Rafiq al-Hariri

Der Kennedy-Mord der arabischen Welt

Der frühere libanesische Regierungschef Rafik al-Hariri. Archivbild von 1998.
Der frühere libanesische Regierungschef Rafik al-Hariri - er wurde am 14.2.1995 bei einem Attentat in Beirut ermordet © imago/CHROMORANGE
Moderation: Ute Welty  · 14.02.2015
Die Hintergründe des Attentats auf den libanesischen Regierungschef Hariri vor zehn Jahren sind immer noch ungeklärt. Daniel Gerlach, Chefredakteur der Zeitschrift "Zenith", berichtet von einer "bemerkenswerten Verschwörungstheorie".
Heute vor zehn Jahren wurden der damalige libanesische Regierungschef Rafiq al-Hariri und weitere 22 Menschen bei einem Bombenanschlag in Beirut getötet. Die bis heute nicht ganz aufgeklärte Tat hatte gravierende politische Auswirkungen. Im Libanon protestierten Hunderttausende gegen den Einfluss des Nachbarlands Syrien: Mit der sogenannten "Zedernrevolution" wurde die prosyrische Regierung gestürzt.
Das Hariri-Attentat sei für die Psyche der arabischen Welt mit der Ermordung John F. Kennedys in der westlichen Hemisphäre vergleichbar, sagte Daniel Gerlach, Chefredakteur der Zeitschrift "Zenith" im Deutschlandradio Kultur. Nach dem Attentat hätten sich die Machtverhältnisse in dieser Region entscheidend verschoben:
"Mit der Ermordung Hariris hat Saudi-Arabien einen wichtigen Gewährsmann verloren, einen Machtfaktor. Zu diesem Zeitpunkt hat Saudi-Arabien angefangen, auch nach Alternativen zu suchen, wie man den syrischen und auch den iranischen Einfluss im Libanon zurückdrängen kann."

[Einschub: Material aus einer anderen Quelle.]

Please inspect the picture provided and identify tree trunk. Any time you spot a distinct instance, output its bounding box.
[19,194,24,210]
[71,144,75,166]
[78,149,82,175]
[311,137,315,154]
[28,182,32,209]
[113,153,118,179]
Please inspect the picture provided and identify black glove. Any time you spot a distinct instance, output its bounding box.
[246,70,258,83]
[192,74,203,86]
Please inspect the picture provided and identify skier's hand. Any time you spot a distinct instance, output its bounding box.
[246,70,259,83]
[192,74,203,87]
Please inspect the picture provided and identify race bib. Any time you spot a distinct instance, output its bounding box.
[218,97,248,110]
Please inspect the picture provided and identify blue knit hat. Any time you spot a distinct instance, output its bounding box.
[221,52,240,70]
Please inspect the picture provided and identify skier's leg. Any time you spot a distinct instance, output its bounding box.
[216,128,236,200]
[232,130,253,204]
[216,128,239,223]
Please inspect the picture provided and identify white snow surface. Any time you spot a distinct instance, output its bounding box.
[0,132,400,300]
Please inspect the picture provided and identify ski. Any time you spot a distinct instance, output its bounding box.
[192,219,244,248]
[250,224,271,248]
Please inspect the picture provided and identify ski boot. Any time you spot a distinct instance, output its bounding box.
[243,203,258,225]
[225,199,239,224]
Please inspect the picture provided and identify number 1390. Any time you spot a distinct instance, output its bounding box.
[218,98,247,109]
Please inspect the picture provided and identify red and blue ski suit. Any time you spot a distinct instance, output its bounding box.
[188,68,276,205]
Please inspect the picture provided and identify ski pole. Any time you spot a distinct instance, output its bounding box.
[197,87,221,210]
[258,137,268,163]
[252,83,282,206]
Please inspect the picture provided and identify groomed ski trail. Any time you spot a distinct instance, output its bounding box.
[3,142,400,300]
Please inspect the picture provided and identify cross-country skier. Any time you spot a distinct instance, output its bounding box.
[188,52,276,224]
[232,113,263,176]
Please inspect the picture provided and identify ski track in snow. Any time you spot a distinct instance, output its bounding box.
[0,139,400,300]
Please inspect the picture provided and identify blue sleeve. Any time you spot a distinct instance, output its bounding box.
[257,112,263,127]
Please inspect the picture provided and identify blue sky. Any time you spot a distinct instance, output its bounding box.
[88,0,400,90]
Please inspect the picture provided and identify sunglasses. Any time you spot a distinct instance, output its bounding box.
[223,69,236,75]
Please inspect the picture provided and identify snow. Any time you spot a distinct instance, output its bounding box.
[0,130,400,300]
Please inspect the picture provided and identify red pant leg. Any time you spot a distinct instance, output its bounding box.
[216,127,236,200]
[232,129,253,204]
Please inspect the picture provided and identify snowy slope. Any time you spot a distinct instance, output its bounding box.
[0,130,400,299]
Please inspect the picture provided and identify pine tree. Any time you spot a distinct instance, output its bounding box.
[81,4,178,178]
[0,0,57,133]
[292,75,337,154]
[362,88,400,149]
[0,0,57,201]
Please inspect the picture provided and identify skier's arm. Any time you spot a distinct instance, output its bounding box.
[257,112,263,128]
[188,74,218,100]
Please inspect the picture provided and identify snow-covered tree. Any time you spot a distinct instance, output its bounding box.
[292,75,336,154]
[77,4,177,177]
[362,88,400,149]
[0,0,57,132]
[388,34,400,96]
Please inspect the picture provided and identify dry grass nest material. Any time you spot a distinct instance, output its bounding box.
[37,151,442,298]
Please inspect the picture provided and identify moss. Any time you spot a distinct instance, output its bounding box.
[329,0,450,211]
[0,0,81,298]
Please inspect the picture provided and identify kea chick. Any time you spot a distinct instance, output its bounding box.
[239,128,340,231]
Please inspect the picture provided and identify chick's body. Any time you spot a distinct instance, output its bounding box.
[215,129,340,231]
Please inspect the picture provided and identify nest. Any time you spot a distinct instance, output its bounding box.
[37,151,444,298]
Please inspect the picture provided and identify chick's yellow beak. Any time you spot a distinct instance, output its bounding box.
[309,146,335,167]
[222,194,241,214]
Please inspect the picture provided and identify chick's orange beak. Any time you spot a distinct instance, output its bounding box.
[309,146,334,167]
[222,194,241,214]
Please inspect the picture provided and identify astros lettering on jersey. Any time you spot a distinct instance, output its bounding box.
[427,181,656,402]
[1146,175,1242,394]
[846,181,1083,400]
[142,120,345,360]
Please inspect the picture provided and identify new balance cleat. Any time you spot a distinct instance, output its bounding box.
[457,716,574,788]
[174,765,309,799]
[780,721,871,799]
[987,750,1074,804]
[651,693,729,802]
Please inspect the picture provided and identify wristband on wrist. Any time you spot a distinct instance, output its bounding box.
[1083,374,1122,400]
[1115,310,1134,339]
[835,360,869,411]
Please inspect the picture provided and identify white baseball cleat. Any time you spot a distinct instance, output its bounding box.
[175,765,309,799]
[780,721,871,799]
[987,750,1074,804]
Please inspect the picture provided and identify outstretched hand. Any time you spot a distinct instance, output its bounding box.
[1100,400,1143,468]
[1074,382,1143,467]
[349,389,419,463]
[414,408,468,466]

Gerlach verwies auf eine "bemerkenswerte Verschwörungstheorie" zu den Hintergründen des Attentats, die vor allem in Syrien kursiere:
"Sie besagt, dass nicht etwa das syrische Regime hinter dem Attentat auf Hariri steckt, sondern der saudische Geheimdienstchef und ehemalige saudische Botschafter in Washington, Bandar ibn Sultan. Der Mordfall Hariri ist ein Gegenstand geworden, in dem letztendlich alle Verschwörungstheorien, die diese Region beschäftigen, aufgefangen werden."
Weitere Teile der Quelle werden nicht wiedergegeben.